Il quarantaquattrenne non poteva camminare. Ed essendo alto più di un metro e 90, per un peso di circa 170 chili, il suo trasporto non era certo semplice. Ma il problema reale è stato che la lettiga, su cui il detenuto, molto sofferente, era stato caricato, non riusciva a passare per i cancelli. L’uomo si trovava al terzo piano. Impossibile farlo scendere. Un’altra ambulanza è arrivata per cercare di sbloccare la situazione. Nulla.

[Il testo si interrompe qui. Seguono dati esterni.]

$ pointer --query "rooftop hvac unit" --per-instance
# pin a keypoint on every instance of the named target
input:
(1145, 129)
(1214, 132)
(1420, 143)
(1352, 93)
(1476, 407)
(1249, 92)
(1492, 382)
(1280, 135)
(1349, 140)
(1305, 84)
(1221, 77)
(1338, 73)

Alla fine sono stati chiamati i vigili del fuoco: due le squadre speciali intervenute, che hanno caricato di peso il quarantaquattrenne su una barella basket, in cui l’uomo entrava a malapena. In questo modo, portandolo a spalla per tre piani, i pompieri sono riusciti a far arrivare all’ambulanza il malato, che è stato finalmente trasportato al Maggiore, da cui è stato dimesso ieri. Tra i tentativi andati a vuoto e il complesso intervento per portare fino all’ingresso il detenuto, era intanto passata la mezzanotte. Una trentina gli operatori, tra sanitari, agenti di penitenziaria e vigili del fuoco impegnati nel soccorso. Se l’uomo l’altra sera fosse stato colto da un infarto, anziché da una trombosi, adesso sarebbe l’ennesimo detenuto morto alla Dozza. “Il carcere si dimostra, ancora, lo strumento che la società utilizza per confinare i più poveri - commenta Nicola D’Amore della Cisl -. Uno strumento inadeguato, dove le barriere architettoniche rischiano di far diventare la prigione una tomba”.